株式会社知久

チサンのチカラ

遊休農地を利用して企業が農業に参入できる制度「元気なはままつ農業特区(※)」。2005年3月にこの許可を受けたのが、持ち帰り弁当や惣菜の「知久屋」で知られる、株式会社知久。これまでもオーガニック野菜の使用や天然素材の調味料など、安心・安全・健康面への姿勢を全面に打ち出してきた知久に地元浜松で新たに展開する農業事業への参入の意図、そして今後の展開を聞いた。

大根現在知久では、湖東町、伊左地町、呉松町、和地町などに計7ヘクタールの農地を借り入れ、農業事業専門の社員、65歳以上が中心のパートを雇い、知久屋の商品で使用する野菜を栽培している。生産がはじまっているのは、大根、にんじん、ねぎ、ミニトマト、かぼちゃなど、季節や風土に合わせて約10種類。「もともと知久屋の惣菜などに使用している80%以上の野菜が契約農家から仕入れる低農薬、低化学肥料のものでした。体にやさしく、安全な食材というのは知久が一番こだわっているところです。そのこだわりをより追求していくため、そして『有機農作物』という言葉をより確かなものとして打ち出したいという気持ちから、農業事業への参入を決めました」。

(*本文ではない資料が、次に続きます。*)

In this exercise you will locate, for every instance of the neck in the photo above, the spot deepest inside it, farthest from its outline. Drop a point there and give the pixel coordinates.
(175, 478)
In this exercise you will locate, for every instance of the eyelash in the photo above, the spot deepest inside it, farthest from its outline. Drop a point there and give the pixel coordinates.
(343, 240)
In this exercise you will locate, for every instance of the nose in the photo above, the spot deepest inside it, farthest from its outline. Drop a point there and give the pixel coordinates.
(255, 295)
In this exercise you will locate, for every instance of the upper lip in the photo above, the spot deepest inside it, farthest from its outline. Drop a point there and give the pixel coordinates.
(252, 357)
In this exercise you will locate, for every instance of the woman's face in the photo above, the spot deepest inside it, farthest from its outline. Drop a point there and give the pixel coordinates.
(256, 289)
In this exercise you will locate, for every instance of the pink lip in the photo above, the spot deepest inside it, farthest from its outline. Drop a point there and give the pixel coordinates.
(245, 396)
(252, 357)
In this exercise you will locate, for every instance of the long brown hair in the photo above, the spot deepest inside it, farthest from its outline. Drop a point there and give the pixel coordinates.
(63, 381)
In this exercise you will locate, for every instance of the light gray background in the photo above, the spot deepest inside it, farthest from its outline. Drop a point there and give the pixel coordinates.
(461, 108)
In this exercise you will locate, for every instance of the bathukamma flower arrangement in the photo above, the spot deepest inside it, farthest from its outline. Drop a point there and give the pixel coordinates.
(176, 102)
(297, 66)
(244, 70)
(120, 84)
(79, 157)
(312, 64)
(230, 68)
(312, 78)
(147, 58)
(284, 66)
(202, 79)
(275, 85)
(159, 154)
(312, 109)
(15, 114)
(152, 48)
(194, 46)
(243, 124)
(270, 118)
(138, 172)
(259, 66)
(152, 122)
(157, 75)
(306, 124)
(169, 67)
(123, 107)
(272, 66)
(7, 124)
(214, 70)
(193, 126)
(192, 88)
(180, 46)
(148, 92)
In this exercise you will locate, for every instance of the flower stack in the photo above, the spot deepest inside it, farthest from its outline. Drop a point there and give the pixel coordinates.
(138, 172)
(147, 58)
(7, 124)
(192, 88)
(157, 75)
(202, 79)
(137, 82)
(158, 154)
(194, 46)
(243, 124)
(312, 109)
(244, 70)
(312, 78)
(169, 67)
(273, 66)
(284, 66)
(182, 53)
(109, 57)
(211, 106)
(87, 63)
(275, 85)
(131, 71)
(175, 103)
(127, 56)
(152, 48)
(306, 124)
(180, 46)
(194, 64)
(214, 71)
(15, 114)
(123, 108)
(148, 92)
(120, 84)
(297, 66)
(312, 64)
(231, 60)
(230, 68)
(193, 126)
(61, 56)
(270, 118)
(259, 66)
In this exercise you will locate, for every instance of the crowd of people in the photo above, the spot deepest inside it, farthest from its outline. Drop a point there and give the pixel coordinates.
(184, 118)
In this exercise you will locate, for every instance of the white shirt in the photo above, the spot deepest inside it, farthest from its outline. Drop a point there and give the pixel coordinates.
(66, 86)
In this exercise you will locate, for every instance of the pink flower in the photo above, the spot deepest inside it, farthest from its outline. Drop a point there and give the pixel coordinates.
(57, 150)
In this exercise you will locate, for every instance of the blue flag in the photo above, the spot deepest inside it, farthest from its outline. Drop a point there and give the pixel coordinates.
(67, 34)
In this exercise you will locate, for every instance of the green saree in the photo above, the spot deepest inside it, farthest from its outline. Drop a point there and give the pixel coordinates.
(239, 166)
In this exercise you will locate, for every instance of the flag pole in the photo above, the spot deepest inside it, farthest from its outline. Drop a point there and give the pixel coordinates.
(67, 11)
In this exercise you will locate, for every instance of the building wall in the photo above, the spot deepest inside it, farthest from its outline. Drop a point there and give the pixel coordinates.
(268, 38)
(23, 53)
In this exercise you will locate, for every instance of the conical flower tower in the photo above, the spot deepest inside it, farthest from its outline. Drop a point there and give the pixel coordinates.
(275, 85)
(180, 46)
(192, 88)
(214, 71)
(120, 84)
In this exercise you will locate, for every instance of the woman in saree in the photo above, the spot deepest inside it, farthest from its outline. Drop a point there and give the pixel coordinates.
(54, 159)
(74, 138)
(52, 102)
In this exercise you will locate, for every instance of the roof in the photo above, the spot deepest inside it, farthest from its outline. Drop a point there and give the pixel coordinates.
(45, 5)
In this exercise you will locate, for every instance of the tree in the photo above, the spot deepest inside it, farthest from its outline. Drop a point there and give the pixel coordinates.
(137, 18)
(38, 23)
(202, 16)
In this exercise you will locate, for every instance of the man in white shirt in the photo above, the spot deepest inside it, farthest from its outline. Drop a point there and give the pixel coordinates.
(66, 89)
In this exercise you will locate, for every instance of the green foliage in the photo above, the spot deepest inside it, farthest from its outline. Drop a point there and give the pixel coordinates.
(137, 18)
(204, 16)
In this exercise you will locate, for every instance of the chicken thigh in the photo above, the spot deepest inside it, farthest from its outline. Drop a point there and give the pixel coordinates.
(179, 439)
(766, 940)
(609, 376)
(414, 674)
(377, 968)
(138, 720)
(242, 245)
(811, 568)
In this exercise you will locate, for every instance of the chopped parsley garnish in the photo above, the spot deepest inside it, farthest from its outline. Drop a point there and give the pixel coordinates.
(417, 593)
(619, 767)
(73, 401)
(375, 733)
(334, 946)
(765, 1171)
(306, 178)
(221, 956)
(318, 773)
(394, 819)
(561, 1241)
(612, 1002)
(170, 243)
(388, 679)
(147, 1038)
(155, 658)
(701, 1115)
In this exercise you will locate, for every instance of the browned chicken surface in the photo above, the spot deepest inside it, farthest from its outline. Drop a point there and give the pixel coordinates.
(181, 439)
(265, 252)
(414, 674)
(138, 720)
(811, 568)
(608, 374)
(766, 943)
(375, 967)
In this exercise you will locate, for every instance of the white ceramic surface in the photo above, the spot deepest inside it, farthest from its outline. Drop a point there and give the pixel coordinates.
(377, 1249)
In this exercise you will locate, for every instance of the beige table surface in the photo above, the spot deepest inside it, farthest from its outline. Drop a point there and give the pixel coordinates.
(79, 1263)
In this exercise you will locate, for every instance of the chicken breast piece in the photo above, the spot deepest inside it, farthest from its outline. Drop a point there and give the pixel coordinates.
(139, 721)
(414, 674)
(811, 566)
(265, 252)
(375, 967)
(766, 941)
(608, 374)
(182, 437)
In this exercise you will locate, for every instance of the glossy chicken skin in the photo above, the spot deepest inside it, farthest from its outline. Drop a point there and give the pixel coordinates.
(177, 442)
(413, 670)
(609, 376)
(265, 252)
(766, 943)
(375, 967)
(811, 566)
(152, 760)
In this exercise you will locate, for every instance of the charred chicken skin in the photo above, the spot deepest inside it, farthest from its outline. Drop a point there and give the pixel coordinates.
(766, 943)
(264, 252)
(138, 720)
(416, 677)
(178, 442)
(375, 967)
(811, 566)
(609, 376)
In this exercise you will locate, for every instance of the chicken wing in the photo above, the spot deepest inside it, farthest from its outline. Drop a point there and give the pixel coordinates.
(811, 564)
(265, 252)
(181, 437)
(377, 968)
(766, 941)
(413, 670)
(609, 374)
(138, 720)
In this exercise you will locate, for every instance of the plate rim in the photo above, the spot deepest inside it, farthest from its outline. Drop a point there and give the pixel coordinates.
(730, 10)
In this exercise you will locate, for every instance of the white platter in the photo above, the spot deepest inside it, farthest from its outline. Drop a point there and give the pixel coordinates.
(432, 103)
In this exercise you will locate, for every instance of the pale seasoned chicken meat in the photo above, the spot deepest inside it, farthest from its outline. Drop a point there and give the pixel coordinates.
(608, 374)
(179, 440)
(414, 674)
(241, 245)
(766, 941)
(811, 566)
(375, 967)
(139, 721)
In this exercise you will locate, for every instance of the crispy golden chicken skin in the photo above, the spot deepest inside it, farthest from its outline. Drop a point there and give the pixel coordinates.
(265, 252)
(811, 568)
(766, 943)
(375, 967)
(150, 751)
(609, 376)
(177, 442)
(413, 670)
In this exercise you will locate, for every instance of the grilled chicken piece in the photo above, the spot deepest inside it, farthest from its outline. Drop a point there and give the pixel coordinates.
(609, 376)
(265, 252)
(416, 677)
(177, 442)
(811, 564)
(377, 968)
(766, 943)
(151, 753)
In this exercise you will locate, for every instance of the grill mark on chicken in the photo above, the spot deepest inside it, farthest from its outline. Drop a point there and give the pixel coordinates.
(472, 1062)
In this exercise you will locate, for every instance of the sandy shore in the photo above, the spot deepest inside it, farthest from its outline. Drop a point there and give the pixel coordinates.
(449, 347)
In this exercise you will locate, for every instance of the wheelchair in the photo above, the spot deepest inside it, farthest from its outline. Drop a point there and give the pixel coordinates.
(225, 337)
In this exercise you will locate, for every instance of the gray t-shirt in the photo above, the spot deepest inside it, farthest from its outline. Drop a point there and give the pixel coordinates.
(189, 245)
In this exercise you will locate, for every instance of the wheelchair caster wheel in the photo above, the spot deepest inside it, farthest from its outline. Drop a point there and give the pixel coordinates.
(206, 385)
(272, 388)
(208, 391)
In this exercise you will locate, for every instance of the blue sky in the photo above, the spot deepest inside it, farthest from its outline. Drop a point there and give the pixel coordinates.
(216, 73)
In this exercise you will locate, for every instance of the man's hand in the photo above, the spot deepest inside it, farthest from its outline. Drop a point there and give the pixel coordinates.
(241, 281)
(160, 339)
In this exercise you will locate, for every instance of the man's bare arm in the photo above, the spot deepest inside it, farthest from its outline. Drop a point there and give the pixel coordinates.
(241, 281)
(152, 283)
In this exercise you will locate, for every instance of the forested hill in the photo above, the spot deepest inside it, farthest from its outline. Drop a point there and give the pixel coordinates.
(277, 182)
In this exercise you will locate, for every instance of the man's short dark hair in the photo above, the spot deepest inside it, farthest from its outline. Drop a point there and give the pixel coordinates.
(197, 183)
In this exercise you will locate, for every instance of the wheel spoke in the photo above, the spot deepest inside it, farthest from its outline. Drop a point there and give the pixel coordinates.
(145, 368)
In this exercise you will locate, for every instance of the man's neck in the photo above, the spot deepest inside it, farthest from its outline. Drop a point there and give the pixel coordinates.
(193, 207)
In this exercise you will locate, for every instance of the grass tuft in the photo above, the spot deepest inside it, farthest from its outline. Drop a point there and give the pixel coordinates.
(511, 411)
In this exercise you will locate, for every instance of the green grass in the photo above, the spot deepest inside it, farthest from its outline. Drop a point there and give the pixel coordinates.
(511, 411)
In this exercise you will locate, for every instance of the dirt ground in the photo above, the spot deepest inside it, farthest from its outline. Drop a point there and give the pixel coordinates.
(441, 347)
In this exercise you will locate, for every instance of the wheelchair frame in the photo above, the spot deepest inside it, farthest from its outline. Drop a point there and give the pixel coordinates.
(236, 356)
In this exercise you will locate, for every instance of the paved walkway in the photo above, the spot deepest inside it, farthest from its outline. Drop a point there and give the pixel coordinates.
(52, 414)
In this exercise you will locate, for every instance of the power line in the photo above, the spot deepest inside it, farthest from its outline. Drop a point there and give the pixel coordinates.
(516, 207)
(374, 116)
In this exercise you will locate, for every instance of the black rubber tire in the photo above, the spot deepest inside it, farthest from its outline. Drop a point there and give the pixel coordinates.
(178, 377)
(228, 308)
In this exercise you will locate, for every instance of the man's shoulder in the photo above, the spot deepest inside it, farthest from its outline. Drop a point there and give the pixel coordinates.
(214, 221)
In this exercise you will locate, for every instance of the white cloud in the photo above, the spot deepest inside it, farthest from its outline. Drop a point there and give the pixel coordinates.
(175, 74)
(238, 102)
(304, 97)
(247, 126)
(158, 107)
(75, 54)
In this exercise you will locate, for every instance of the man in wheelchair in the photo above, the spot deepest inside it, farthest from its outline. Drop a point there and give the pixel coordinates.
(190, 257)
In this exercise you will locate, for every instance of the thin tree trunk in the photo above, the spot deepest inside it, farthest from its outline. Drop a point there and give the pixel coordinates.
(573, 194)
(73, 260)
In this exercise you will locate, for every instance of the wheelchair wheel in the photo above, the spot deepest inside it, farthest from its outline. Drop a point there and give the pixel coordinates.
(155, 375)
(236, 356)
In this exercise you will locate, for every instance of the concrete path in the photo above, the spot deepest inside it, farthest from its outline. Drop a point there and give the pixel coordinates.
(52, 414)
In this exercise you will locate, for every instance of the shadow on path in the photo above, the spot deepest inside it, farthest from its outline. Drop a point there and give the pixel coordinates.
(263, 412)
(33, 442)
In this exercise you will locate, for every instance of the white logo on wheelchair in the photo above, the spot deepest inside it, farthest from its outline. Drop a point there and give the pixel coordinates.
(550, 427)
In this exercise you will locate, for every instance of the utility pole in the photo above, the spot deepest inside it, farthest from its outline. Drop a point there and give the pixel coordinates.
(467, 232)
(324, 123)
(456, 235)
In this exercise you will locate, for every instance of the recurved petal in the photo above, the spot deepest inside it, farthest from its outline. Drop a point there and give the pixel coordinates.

農業特区の許可を受けたからと言って、すぐに野菜の生産に取りかかれたかと言うとそうではない。「最初の3年間は野菜作りというより、土作りでした。まず農地として使用できる土地かどうかをチェックして、そこがクリアになると今度は土地の整備をしなければならない。遊休農地と言っても、今まで野放しになっていたところが多く、野菜を作れるまでの畑にするには土地整備に時間と費用がかかります。特に当社は有機野菜にこだわっていたので、土作りにも真剣に取り組まなければいけませんでした」。

かぼちゃ2005年の参入から約5年。知久屋で売られている「切り干し大根」の大根は、かなりの割合を自社の畑でまかなえるようになってきている。そんな生産量の向上とともに、農業参入によって変わってきた部分があるという。それは社員の意識だ。「農業への理解に対して、社員一人ひとりの意識が確実に高まっているのを感じます。地域の農業事情や衰退への危惧などを感じることで『企業として何ができるのか?』を考えるようになってきましたね」。さらに興味深いのは、農業に参入したことで、全国の新卒大学生から入社希望の問い合わせが増えたということだ。「若者たちが意外と農業への関心が高いということに驚きました。これは非常に楽しみなことですよね。そういった若者たちのためにも、当社が新しい農業のモデルケースを作っていけたらと思っています」。

農業特区制度というのは、農業の活性化、地産地消の推進、新たな農業の担い手の育成などを活性化させるための制度だ。そんななかで「企業に参入させる」メリットというのは、企業ノウハウを活かした新しい農業形態を生み出す可能性を見越したものだ。知久が考える将来への農業ビジョンからも、新しい農業形態への期待感を持たせてくれる。「現在進んでいるのが、社会福祉法人との提携事業です。例えば身障者の方に当社の工場で畑で採れた野菜の皮むきなどをやっていただいています。今後は畑の整備や農作業などにも仕事の幅を広げていくほか、身障者の方が手作りする工芸品の販売など、さらに活動内容を広げていけたらと思っています。それと同時に、地元の人たちに向けた市民農園や直売所の整備も進めていきたいですね。農業を接点にして、企業と福祉、市民が繋がり、地産地消や健康、地球環境のことを考える。将来的にはこのような地域性を創造できたらと思っています」。